This philosophy falters a bit in the online competitive play, where one team plays as normal through each chapter and the other team plays as powerful zombies in the horde to wipe the humans out. Playing the zombie side means taking control of the relatively fragile zombies and chipping away at the humans before expiring and respawning. There’s a relatively long lull between respawns, though, and survival is mercilessly brief, so there’s a lot more waiting around done when playing for the other side. It’s a relatively minor quibble, but it’s thrown into sharp relief after spending any significant time playing as the human survivors
Grainy 35 mm
Gameplay isn’t everything, though, and Left 4 Dead should please fans of classic zombie films. The playable roster alone (mostly young, white, and male, but just enough diversity to pose) just screams B-grade horror.
The whole game comes off as deliciously camp. The zombies are obviously disease-spawned, from the necrotic flesh to their proclivity for randomly vomiting. Until they notice you, they lurch around in classic Romero fashion, and afterwards they behave like typical Rage Zombies.
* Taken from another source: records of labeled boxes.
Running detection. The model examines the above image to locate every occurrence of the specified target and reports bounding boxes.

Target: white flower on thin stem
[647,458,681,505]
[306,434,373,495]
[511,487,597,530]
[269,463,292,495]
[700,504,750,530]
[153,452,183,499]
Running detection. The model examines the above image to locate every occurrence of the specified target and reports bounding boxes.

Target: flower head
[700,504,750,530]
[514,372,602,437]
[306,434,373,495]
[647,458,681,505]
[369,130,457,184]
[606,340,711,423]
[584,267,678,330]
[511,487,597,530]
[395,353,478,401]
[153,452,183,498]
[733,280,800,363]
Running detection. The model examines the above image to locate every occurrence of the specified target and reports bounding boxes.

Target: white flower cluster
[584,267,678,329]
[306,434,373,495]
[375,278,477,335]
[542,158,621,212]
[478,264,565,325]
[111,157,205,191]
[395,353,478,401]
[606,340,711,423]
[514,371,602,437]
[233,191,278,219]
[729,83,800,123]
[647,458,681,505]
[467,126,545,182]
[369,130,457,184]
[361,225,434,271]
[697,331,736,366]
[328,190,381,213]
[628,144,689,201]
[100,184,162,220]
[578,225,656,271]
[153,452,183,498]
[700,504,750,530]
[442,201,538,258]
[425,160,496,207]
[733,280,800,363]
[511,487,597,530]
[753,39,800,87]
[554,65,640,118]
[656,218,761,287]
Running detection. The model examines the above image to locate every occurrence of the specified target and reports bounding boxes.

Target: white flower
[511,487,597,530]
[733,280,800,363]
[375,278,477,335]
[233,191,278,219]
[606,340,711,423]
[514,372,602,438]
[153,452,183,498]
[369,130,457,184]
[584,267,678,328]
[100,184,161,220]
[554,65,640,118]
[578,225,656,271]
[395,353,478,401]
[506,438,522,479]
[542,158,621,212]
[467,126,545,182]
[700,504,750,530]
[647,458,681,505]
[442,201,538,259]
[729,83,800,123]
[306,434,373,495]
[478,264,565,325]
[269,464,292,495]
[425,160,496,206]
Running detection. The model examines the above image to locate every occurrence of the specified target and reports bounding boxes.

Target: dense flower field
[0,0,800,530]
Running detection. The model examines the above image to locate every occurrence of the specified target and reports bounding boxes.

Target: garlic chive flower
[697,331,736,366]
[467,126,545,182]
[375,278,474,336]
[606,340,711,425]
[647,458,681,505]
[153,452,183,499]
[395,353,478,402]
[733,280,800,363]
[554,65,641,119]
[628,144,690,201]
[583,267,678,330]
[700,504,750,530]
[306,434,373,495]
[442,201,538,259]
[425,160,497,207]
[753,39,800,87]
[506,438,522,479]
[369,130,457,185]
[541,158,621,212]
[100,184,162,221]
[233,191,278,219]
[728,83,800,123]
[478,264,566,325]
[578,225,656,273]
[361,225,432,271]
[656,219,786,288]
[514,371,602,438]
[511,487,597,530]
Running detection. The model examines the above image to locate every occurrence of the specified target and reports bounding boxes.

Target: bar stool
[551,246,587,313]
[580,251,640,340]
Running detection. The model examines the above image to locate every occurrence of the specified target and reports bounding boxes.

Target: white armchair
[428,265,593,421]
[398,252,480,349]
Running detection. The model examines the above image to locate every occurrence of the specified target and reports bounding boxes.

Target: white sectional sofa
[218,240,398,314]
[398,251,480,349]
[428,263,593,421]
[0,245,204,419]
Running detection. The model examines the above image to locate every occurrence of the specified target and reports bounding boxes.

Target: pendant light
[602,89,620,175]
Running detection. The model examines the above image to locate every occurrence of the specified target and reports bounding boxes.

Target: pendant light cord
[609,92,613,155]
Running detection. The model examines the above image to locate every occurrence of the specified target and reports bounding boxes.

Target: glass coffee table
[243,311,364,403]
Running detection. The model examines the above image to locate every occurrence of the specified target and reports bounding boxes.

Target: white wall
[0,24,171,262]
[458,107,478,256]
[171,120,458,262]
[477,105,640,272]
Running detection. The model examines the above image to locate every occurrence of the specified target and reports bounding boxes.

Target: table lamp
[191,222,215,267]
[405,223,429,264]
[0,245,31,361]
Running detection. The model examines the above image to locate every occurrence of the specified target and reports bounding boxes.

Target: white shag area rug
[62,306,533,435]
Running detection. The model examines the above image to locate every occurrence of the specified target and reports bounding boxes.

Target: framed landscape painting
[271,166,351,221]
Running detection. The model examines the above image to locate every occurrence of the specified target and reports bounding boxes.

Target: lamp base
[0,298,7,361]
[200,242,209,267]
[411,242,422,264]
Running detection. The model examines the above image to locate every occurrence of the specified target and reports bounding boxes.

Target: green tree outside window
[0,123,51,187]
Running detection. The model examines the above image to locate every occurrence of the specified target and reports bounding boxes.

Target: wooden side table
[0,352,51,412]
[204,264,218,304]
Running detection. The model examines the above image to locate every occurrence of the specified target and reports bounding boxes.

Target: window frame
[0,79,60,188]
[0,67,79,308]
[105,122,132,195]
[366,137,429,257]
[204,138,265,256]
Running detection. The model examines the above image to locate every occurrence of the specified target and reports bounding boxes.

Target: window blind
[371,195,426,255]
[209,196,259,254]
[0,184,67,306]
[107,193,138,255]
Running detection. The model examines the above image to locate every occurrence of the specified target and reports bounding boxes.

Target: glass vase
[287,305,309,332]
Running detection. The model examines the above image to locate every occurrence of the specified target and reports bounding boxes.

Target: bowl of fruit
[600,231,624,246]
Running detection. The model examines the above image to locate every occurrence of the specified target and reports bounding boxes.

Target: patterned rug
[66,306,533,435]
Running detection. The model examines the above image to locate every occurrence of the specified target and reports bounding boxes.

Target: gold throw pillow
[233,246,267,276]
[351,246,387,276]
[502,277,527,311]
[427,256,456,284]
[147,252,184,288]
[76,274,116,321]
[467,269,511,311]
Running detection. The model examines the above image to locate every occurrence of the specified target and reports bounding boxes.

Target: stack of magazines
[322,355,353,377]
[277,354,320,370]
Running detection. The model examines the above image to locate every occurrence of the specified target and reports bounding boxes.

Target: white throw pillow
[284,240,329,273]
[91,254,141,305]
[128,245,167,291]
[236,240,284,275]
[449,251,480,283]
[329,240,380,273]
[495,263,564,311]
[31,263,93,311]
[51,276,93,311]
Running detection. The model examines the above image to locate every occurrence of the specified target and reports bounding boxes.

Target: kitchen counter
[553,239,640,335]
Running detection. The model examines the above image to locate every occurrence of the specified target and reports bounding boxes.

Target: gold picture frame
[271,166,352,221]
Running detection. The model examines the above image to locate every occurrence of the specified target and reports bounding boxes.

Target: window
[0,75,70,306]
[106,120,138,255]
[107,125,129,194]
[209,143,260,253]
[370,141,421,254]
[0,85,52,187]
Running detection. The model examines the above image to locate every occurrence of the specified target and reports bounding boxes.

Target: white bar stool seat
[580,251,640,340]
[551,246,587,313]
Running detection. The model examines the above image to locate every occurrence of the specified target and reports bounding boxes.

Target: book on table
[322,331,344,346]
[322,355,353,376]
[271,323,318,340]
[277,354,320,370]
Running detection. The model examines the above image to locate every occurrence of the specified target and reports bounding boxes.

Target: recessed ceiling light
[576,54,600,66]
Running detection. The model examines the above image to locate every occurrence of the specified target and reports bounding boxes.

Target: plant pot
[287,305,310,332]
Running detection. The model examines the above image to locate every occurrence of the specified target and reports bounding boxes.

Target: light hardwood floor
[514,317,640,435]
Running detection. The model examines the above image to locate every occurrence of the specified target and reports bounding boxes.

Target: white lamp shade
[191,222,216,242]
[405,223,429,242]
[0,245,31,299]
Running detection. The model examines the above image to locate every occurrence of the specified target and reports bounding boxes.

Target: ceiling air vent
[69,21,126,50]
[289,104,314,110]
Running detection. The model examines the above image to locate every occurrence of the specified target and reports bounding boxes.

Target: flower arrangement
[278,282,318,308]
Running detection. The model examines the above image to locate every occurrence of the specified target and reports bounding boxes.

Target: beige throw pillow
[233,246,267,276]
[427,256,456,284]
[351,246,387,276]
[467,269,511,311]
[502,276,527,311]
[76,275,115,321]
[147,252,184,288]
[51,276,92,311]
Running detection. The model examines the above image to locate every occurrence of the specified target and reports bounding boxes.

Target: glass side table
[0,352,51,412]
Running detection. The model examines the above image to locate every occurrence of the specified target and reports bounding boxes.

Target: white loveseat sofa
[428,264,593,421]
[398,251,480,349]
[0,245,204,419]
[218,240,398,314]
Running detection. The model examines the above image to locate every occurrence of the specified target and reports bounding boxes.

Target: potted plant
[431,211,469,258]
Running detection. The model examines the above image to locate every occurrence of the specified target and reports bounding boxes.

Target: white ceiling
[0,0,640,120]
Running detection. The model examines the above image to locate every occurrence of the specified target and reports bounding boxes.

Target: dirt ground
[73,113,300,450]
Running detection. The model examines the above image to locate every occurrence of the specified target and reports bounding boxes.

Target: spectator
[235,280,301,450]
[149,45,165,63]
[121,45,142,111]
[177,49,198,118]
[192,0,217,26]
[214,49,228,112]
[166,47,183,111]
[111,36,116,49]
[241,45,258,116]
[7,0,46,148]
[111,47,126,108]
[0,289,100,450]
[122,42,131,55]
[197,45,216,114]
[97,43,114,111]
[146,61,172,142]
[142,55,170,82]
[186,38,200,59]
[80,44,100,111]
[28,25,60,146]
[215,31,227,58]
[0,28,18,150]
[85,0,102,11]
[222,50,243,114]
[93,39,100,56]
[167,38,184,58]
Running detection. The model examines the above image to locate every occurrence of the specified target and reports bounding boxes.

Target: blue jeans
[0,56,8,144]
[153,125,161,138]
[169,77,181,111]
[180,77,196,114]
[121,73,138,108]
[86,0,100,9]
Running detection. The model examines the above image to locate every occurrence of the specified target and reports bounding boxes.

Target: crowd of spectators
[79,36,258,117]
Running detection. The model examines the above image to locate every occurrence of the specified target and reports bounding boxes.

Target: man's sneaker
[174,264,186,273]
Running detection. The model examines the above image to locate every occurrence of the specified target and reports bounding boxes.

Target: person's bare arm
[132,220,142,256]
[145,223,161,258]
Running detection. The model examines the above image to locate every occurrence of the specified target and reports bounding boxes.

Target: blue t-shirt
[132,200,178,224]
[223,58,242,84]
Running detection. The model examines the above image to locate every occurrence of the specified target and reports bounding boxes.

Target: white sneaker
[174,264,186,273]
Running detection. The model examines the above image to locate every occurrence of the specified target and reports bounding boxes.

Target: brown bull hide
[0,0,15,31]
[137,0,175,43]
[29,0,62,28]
The atmosphere is spot on as well. As you flee from graveyard to church to cornfield, all the intact structures look mostly fine, if a bit darker and grubbier from disuse. Of course, everything else has been destroyed as vehicles crashed, fires broke out, and desperate survivors jury-rigged anything they could to protect themselves. The environment and grafitti tells a story all by itself, and it’s all the more poignant because the characters take it as a matter of course.
Scenic vistas and scripted lulls in the violence are usually accompanied by some character commentary, which represents the lion’s share of the narrative. Not much can be delivered in these 15 second discussions, but saying there’s no plot beyond “survive the zombie holocaust” does a disservice to the game’s excellent storytelling. The brief clips add an action/horror accent to the real story (your moment-to-moment survival), and they stick to tropes that make the narrative feel right. It’s not perfect—the voices are sometimes too faint, and Louis in particular vacillates between humorous send-up and annoying African American stereotype, but the balance is good in the end.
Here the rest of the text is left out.